If EasyOCR or PaddleOCR do not meet your requirements, implement a minimal compliant server using any framework. Here is a FastAPI skeleton:

from fastapi import FastAPI, File, Form, UploadFile
from pydantic import BaseModel
import your_custom_ocr_library

app = FastAPI()

class OcrResponse(BaseModel):
    results: list[dict]

@app.post("/ocr")
async def ocr_endpoint(
    file: UploadFile = File(...), 
    language: str = Form(default="en")
) -> OcrResponse:
    image_bytes = await file.read()
    
    # Your OCR logic here

    ocr_data = your_custom_ocr_library.process(image_bytes, language)
    
    return OcrResponse(results=[{
        "text": ocr_data.text,
        "bbox": ocr_data.bbox,
        "confidence": ocr_data.confidence
    }])

Deploy this server and point LiteParse to it using the configuration methods described above.

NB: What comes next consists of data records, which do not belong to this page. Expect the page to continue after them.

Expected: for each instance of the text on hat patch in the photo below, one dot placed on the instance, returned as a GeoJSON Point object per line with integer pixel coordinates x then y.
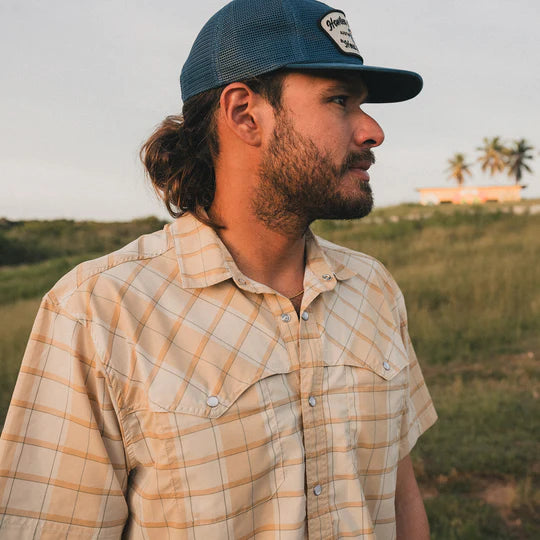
{"type": "Point", "coordinates": [336, 26]}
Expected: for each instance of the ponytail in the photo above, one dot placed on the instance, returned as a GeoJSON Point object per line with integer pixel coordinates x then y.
{"type": "Point", "coordinates": [179, 155]}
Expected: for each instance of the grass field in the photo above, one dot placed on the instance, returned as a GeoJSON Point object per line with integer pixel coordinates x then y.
{"type": "Point", "coordinates": [471, 279]}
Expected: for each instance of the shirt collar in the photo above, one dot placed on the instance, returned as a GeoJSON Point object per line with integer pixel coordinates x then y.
{"type": "Point", "coordinates": [204, 260]}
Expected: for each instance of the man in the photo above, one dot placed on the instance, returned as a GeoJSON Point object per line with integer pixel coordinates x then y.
{"type": "Point", "coordinates": [232, 376]}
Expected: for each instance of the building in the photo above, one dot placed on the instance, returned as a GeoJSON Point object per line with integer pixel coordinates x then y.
{"type": "Point", "coordinates": [470, 194]}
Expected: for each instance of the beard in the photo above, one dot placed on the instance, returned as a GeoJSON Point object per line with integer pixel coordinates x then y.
{"type": "Point", "coordinates": [300, 183]}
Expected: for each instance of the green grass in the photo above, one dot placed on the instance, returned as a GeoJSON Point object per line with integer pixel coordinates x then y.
{"type": "Point", "coordinates": [471, 280]}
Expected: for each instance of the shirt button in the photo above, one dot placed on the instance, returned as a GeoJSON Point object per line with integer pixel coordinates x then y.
{"type": "Point", "coordinates": [212, 401]}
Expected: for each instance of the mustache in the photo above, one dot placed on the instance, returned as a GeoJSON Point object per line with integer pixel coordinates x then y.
{"type": "Point", "coordinates": [355, 159]}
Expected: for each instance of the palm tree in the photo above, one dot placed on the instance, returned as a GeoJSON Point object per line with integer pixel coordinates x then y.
{"type": "Point", "coordinates": [458, 168]}
{"type": "Point", "coordinates": [493, 155]}
{"type": "Point", "coordinates": [517, 156]}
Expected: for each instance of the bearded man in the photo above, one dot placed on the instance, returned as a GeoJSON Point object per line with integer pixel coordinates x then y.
{"type": "Point", "coordinates": [233, 376]}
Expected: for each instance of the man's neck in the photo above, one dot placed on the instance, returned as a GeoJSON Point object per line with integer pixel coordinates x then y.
{"type": "Point", "coordinates": [264, 255]}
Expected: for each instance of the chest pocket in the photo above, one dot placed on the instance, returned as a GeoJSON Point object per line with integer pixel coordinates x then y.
{"type": "Point", "coordinates": [215, 457]}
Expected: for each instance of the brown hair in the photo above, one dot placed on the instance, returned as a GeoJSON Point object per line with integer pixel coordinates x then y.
{"type": "Point", "coordinates": [179, 155]}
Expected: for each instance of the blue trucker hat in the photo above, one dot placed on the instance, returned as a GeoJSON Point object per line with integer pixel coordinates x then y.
{"type": "Point", "coordinates": [248, 38]}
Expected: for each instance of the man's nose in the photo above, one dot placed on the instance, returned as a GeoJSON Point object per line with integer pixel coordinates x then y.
{"type": "Point", "coordinates": [368, 133]}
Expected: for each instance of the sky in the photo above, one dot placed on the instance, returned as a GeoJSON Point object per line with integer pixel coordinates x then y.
{"type": "Point", "coordinates": [85, 83]}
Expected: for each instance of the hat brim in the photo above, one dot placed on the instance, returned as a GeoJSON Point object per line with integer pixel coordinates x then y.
{"type": "Point", "coordinates": [385, 85]}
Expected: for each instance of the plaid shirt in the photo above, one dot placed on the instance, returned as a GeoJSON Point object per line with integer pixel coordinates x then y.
{"type": "Point", "coordinates": [164, 394]}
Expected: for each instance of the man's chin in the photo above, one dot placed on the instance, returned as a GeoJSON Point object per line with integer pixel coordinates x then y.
{"type": "Point", "coordinates": [348, 209]}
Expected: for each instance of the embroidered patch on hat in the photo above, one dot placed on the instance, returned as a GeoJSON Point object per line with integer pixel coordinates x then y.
{"type": "Point", "coordinates": [336, 26]}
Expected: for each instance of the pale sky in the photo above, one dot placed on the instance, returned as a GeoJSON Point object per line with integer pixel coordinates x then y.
{"type": "Point", "coordinates": [84, 84]}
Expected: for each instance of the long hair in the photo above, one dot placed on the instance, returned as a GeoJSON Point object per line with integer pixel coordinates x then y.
{"type": "Point", "coordinates": [179, 156]}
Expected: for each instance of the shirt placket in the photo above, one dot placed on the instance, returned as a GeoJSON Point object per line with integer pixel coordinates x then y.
{"type": "Point", "coordinates": [315, 437]}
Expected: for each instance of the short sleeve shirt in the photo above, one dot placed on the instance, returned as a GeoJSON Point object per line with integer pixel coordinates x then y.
{"type": "Point", "coordinates": [164, 394]}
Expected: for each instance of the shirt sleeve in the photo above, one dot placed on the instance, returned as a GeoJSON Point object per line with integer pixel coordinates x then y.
{"type": "Point", "coordinates": [420, 412]}
{"type": "Point", "coordinates": [63, 470]}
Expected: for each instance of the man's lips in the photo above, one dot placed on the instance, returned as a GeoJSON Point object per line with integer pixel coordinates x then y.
{"type": "Point", "coordinates": [360, 169]}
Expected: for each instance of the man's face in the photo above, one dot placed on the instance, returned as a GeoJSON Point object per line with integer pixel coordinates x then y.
{"type": "Point", "coordinates": [315, 163]}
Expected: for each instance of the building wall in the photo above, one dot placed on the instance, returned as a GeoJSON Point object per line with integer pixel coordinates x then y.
{"type": "Point", "coordinates": [470, 194]}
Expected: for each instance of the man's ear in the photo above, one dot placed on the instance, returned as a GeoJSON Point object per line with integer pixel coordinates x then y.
{"type": "Point", "coordinates": [244, 112]}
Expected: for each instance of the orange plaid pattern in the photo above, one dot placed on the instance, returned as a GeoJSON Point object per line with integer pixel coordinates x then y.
{"type": "Point", "coordinates": [163, 394]}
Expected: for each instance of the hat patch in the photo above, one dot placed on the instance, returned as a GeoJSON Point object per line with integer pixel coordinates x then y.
{"type": "Point", "coordinates": [336, 26]}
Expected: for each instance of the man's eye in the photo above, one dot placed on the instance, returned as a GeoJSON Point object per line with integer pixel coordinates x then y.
{"type": "Point", "coordinates": [340, 100]}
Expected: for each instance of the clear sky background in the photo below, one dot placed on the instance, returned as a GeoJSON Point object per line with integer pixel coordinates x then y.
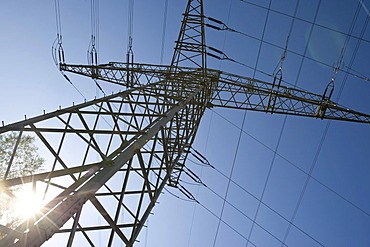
{"type": "Point", "coordinates": [295, 181]}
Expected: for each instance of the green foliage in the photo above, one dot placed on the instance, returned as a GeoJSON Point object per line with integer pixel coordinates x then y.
{"type": "Point", "coordinates": [26, 159]}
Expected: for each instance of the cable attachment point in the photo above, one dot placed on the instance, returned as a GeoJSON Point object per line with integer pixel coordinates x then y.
{"type": "Point", "coordinates": [187, 193]}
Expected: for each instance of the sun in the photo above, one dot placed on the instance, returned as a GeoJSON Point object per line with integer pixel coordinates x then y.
{"type": "Point", "coordinates": [27, 203]}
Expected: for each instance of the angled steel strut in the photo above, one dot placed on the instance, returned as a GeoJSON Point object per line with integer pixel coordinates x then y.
{"type": "Point", "coordinates": [112, 156]}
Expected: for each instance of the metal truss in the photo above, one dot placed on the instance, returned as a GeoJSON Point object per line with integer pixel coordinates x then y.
{"type": "Point", "coordinates": [112, 157]}
{"type": "Point", "coordinates": [233, 91]}
{"type": "Point", "coordinates": [139, 137]}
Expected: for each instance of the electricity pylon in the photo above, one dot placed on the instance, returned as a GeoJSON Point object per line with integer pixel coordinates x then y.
{"type": "Point", "coordinates": [113, 156]}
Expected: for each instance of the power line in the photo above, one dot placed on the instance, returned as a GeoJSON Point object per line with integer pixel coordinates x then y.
{"type": "Point", "coordinates": [292, 164]}
{"type": "Point", "coordinates": [254, 73]}
{"type": "Point", "coordinates": [328, 124]}
{"type": "Point", "coordinates": [306, 21]}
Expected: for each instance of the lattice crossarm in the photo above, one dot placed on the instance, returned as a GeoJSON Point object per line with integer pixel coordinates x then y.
{"type": "Point", "coordinates": [245, 93]}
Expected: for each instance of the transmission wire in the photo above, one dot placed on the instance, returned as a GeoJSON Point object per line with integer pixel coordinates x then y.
{"type": "Point", "coordinates": [314, 162]}
{"type": "Point", "coordinates": [257, 61]}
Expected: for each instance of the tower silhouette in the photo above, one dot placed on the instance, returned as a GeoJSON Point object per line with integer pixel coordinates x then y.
{"type": "Point", "coordinates": [142, 137]}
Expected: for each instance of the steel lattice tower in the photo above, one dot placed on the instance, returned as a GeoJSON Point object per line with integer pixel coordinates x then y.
{"type": "Point", "coordinates": [141, 136]}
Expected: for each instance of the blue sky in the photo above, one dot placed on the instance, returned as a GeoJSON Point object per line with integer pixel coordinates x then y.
{"type": "Point", "coordinates": [334, 209]}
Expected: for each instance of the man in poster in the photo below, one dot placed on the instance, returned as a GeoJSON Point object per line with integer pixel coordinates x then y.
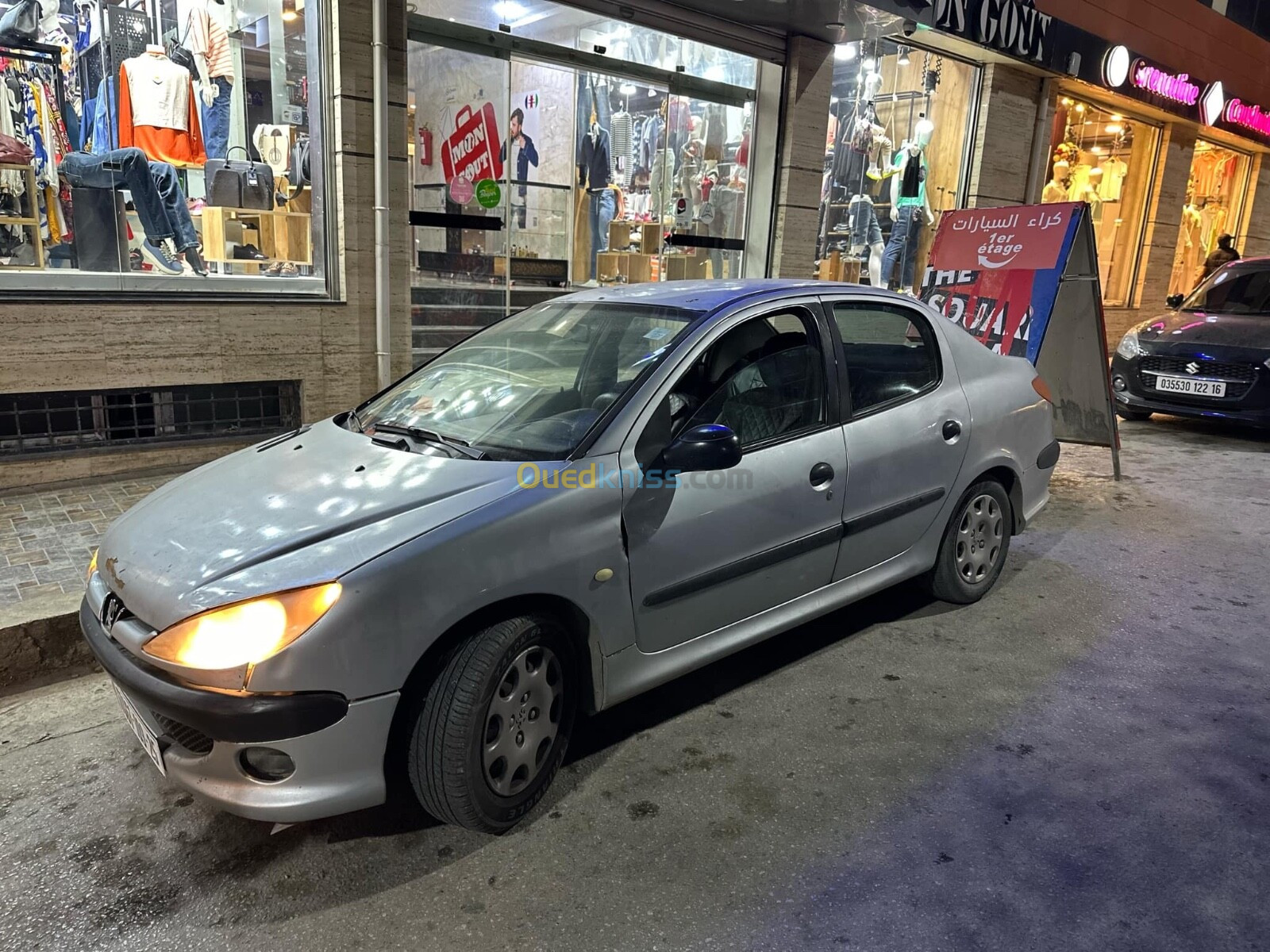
{"type": "Point", "coordinates": [525, 155]}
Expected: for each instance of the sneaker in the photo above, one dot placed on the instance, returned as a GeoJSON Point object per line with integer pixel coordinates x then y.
{"type": "Point", "coordinates": [159, 258]}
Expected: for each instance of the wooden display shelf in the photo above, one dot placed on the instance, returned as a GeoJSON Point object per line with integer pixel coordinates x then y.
{"type": "Point", "coordinates": [32, 222]}
{"type": "Point", "coordinates": [283, 235]}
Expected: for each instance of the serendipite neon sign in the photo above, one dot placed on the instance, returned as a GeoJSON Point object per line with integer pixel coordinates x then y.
{"type": "Point", "coordinates": [1251, 117]}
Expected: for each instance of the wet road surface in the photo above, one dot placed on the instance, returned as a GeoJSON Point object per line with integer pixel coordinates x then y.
{"type": "Point", "coordinates": [1080, 762]}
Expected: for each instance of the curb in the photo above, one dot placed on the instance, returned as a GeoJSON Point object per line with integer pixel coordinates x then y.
{"type": "Point", "coordinates": [40, 638]}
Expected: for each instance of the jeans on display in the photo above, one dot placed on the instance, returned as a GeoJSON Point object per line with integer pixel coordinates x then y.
{"type": "Point", "coordinates": [156, 190]}
{"type": "Point", "coordinates": [603, 206]}
{"type": "Point", "coordinates": [906, 235]}
{"type": "Point", "coordinates": [865, 228]}
{"type": "Point", "coordinates": [216, 120]}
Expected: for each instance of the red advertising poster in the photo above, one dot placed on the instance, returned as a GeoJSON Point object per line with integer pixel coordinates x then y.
{"type": "Point", "coordinates": [471, 152]}
{"type": "Point", "coordinates": [1028, 238]}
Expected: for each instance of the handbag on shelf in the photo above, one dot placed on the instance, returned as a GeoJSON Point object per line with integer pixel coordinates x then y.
{"type": "Point", "coordinates": [233, 183]}
{"type": "Point", "coordinates": [14, 152]}
{"type": "Point", "coordinates": [21, 21]}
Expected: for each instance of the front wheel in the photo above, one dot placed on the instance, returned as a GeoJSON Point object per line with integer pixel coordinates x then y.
{"type": "Point", "coordinates": [975, 546]}
{"type": "Point", "coordinates": [495, 725]}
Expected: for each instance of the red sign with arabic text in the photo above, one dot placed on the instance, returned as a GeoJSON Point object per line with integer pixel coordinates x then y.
{"type": "Point", "coordinates": [1028, 238]}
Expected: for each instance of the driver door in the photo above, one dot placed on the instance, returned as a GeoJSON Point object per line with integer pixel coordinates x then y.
{"type": "Point", "coordinates": [718, 547]}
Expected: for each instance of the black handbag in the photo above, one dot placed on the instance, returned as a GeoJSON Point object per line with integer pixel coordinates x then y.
{"type": "Point", "coordinates": [239, 183]}
{"type": "Point", "coordinates": [22, 21]}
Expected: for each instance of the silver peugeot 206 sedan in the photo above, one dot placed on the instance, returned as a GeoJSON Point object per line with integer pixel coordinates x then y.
{"type": "Point", "coordinates": [567, 509]}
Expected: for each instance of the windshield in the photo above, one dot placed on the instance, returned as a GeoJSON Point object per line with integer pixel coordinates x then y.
{"type": "Point", "coordinates": [530, 387]}
{"type": "Point", "coordinates": [1238, 290]}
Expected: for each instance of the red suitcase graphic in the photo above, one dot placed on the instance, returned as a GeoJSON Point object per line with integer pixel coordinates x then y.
{"type": "Point", "coordinates": [473, 149]}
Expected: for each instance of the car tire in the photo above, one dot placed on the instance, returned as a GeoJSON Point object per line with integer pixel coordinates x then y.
{"type": "Point", "coordinates": [975, 546]}
{"type": "Point", "coordinates": [1136, 416]}
{"type": "Point", "coordinates": [508, 691]}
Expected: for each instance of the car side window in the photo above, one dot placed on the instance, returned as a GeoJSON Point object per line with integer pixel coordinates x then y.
{"type": "Point", "coordinates": [764, 378]}
{"type": "Point", "coordinates": [891, 353]}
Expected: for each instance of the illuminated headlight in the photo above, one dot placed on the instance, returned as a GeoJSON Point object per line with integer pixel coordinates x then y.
{"type": "Point", "coordinates": [1130, 346]}
{"type": "Point", "coordinates": [241, 634]}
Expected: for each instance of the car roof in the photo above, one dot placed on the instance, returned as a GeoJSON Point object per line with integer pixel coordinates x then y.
{"type": "Point", "coordinates": [702, 295]}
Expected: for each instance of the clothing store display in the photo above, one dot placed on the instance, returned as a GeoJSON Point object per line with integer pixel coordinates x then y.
{"type": "Point", "coordinates": [906, 236]}
{"type": "Point", "coordinates": [595, 165]}
{"type": "Point", "coordinates": [1114, 171]}
{"type": "Point", "coordinates": [216, 118]}
{"type": "Point", "coordinates": [156, 111]}
{"type": "Point", "coordinates": [602, 209]}
{"type": "Point", "coordinates": [622, 131]}
{"type": "Point", "coordinates": [154, 187]}
{"type": "Point", "coordinates": [865, 228]}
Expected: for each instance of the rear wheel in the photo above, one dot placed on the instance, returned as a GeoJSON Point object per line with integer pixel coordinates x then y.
{"type": "Point", "coordinates": [975, 546]}
{"type": "Point", "coordinates": [1138, 416]}
{"type": "Point", "coordinates": [495, 725]}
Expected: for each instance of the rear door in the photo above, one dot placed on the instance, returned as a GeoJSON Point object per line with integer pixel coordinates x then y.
{"type": "Point", "coordinates": [908, 424]}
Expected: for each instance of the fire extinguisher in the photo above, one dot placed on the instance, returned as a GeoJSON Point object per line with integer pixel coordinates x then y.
{"type": "Point", "coordinates": [425, 145]}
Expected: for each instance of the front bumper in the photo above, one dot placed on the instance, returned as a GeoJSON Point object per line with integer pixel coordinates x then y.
{"type": "Point", "coordinates": [337, 747]}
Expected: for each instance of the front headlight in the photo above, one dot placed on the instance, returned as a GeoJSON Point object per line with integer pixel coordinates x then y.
{"type": "Point", "coordinates": [1130, 347]}
{"type": "Point", "coordinates": [247, 632]}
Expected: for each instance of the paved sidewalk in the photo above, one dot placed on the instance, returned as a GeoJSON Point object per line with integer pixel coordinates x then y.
{"type": "Point", "coordinates": [48, 537]}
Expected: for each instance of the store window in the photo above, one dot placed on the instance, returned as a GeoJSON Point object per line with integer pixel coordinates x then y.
{"type": "Point", "coordinates": [568, 165]}
{"type": "Point", "coordinates": [1214, 205]}
{"type": "Point", "coordinates": [895, 156]}
{"type": "Point", "coordinates": [1106, 159]}
{"type": "Point", "coordinates": [162, 144]}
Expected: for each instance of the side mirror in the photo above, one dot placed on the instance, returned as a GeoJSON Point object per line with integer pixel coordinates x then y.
{"type": "Point", "coordinates": [702, 450]}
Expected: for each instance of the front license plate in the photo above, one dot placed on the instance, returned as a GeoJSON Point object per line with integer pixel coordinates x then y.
{"type": "Point", "coordinates": [149, 742]}
{"type": "Point", "coordinates": [1187, 385]}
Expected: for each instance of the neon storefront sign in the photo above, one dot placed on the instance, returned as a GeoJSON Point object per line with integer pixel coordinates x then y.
{"type": "Point", "coordinates": [1250, 117]}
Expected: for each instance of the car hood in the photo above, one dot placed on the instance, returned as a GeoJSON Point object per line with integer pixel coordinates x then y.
{"type": "Point", "coordinates": [286, 513]}
{"type": "Point", "coordinates": [1210, 328]}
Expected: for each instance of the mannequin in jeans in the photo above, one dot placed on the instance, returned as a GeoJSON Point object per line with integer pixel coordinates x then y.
{"type": "Point", "coordinates": [156, 196]}
{"type": "Point", "coordinates": [910, 207]}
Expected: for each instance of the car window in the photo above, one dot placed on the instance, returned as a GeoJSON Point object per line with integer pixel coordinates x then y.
{"type": "Point", "coordinates": [1233, 291]}
{"type": "Point", "coordinates": [764, 378]}
{"type": "Point", "coordinates": [533, 386]}
{"type": "Point", "coordinates": [889, 353]}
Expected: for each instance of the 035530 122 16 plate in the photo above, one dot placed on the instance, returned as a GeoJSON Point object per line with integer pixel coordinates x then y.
{"type": "Point", "coordinates": [1187, 385]}
{"type": "Point", "coordinates": [149, 742]}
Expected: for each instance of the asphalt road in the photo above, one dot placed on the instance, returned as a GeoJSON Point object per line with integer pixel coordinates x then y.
{"type": "Point", "coordinates": [1080, 762]}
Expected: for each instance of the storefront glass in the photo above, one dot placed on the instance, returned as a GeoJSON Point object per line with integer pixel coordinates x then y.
{"type": "Point", "coordinates": [1214, 205]}
{"type": "Point", "coordinates": [163, 143]}
{"type": "Point", "coordinates": [1106, 159]}
{"type": "Point", "coordinates": [533, 175]}
{"type": "Point", "coordinates": [895, 156]}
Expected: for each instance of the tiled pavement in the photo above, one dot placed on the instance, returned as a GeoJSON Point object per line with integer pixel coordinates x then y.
{"type": "Point", "coordinates": [48, 537]}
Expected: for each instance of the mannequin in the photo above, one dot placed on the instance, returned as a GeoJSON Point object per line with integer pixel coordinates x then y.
{"type": "Point", "coordinates": [156, 109]}
{"type": "Point", "coordinates": [210, 44]}
{"type": "Point", "coordinates": [1056, 190]}
{"type": "Point", "coordinates": [910, 207]}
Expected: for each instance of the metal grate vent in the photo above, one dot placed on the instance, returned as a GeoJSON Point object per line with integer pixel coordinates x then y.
{"type": "Point", "coordinates": [36, 423]}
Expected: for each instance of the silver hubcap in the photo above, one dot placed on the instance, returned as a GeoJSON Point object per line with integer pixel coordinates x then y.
{"type": "Point", "coordinates": [522, 720]}
{"type": "Point", "coordinates": [979, 536]}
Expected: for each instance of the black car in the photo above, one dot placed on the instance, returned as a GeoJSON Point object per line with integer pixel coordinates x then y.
{"type": "Point", "coordinates": [1210, 357]}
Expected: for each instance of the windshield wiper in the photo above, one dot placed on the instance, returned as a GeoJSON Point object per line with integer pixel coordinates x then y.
{"type": "Point", "coordinates": [451, 443]}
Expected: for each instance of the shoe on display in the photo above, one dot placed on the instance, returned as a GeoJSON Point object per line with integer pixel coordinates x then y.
{"type": "Point", "coordinates": [196, 262]}
{"type": "Point", "coordinates": [159, 258]}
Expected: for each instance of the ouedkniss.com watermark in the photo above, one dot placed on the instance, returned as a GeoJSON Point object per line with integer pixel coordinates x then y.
{"type": "Point", "coordinates": [597, 475]}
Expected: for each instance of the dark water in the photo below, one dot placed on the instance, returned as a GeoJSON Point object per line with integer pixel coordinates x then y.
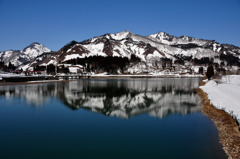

The HttpOcrEngine will handle image encoding and result parsing automatically.

Summary

Frequently Asked Questions

What image format does LiteParse send to the HTTP OCR server?

LiteParse converts each rendered PDF page to a PNG image before transmission. The HttpOcrEngine::recognize method in crates/liteparse/src/ocr/http_simple.rs handles the RGB-to-PNG conversion automatically, ensuring consistent input format regardless of PDF source.

Can I use GPU acceleration with the HTTP OCR server?

Yes. Both reference implementations support GPU acceleration. In the PaddleOCR server (ocr/paddleocr/server.py), set use_gpu=True in the PaddleOCRServer constructor. For EasyOCR (ocr/easyocr/server.py), the underlying library automatically detects CUDA devices. Custom servers can leverage any hardware acceleration available to their OCR backend.

How does LiteParse handle HTTP OCR server failures?

When HttpOcrEngine encounters network errors or non-200 HTTP responses, it propagates the error through the OcrEngine trait implementation. The parser treats these as fatal errors for the specific page being processed. You should implement retry logic and health checks (the reference servers provide GET /health) to minimize downtime.

Is the HTTP OCR mode slower than local Tesseract?

Network latency adds overhead proportional to image size and round-trip time. However, HTTP mode enables GPU-accelerated OCR engines (like PaddleOCR) that often outperform CPU-bound Tesseract on complex documents. For high-throughput scenarios, deploy the OCR server on the same LAN or use connection pooling in your server implementation.